Photo by Corby Kummer
Lost loves, restless and handsome young men of Marseilles called to the sea instead of romantic and familial duty, short-tempered and randy but kindly older men, some of them rich and willing to give their wealth to a young woman simply because she's pretty—is it any wonder Alice Waters wanted to name her restaurant for a character in a trilogy of 1930s films by Marcel Pagnol?
If you haven't seen the films, do. Like everything to do with Chez Panisse, they're more rooted in reality, including full recognition of tough truths, than you'd think from the image of the restaurant, which gets more fey and precious the farther you get from it. Abandonment, broken families, economic depression, wasted youth, and lechery all appear in Pagnol—as do tenderness, redemption through friendship and benevolence, and the love that only burning disappointment and acceptance of human failings can bring.

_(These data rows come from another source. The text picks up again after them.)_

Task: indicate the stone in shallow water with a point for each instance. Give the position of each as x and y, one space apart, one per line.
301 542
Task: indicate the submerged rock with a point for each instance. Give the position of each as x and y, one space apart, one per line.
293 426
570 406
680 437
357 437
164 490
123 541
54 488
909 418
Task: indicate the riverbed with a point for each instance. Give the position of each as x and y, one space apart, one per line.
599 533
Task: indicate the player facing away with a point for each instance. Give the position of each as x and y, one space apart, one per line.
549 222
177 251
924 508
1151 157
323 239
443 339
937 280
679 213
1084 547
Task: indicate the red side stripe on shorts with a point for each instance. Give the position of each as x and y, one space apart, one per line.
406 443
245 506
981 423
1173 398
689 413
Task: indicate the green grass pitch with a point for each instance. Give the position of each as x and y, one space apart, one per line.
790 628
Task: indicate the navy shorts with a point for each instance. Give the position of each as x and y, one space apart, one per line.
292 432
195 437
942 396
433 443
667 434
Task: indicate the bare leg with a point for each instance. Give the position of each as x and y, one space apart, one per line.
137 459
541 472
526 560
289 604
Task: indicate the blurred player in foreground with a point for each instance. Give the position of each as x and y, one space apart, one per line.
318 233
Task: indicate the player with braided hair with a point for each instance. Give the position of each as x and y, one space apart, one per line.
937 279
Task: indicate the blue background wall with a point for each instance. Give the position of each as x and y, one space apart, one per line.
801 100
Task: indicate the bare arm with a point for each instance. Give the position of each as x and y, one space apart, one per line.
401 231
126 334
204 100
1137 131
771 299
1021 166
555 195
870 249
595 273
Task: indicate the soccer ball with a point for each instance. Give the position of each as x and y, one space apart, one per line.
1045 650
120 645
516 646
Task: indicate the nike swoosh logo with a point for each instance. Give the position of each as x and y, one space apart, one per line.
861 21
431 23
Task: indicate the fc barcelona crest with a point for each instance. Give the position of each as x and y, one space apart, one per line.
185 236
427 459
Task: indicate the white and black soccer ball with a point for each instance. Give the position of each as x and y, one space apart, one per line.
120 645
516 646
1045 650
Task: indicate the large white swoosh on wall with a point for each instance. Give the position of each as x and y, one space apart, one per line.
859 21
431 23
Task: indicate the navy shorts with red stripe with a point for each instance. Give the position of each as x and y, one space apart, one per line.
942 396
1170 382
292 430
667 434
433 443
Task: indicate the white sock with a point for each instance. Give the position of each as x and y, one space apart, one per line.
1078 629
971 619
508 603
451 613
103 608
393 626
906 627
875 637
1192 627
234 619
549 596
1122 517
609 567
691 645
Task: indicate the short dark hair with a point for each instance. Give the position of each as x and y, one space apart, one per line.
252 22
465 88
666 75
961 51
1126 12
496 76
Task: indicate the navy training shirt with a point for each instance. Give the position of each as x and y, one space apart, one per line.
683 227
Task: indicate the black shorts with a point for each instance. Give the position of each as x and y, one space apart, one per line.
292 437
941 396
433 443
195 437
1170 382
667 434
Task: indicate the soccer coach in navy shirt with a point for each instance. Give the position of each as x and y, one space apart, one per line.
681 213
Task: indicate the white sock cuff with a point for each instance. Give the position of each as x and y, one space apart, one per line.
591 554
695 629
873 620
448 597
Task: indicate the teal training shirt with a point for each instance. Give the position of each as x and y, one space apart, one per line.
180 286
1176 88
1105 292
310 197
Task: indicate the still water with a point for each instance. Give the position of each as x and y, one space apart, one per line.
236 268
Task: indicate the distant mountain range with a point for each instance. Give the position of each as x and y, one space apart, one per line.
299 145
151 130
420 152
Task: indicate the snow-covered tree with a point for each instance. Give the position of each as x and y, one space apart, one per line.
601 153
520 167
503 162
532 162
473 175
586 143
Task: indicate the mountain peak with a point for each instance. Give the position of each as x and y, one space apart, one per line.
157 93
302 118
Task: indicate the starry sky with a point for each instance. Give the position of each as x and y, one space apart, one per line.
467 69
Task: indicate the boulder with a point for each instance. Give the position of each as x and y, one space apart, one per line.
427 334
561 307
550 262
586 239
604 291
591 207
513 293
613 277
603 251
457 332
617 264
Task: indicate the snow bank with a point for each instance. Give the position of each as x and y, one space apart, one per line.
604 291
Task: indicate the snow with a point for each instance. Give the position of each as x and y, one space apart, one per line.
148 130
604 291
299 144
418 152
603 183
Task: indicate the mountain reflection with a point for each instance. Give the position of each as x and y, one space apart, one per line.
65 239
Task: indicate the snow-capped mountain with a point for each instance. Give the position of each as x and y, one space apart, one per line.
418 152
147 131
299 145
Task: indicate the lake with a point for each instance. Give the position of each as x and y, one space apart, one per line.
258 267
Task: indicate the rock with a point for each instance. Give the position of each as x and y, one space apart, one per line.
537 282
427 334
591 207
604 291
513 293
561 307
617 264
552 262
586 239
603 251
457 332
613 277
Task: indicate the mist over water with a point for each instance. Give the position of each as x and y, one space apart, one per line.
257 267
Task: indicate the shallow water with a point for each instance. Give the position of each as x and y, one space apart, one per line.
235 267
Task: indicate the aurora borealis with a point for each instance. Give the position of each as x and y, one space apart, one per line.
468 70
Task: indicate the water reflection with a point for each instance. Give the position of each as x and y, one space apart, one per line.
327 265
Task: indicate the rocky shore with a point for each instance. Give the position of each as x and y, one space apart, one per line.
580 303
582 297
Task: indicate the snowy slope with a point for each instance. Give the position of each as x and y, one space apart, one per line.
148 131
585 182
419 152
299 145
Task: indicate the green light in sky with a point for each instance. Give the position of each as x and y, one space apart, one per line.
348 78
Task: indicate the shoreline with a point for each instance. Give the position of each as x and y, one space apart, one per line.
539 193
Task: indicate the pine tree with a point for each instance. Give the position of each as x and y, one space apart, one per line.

Plus, of course, there's the south of France in the thirties, which helped bond Waters to Pagnol and his evocation of a place she came to love in her own youth. She named her daughter, Fanny, for the romantic heroine of the series. She didn't name the restaurant Fanny, she told the young man who played Marius, the romantic lead in a revival of the 1954 musical Fanny that opened last night at the Encores! series in New York, because someone pointed out that "Panisse was the one who had all the money." The founders didn't even know that the name also referred to the chickpea pancakes that are the street food of Nice (pain de Nice, she explained), for four years after they named Chez Panisse.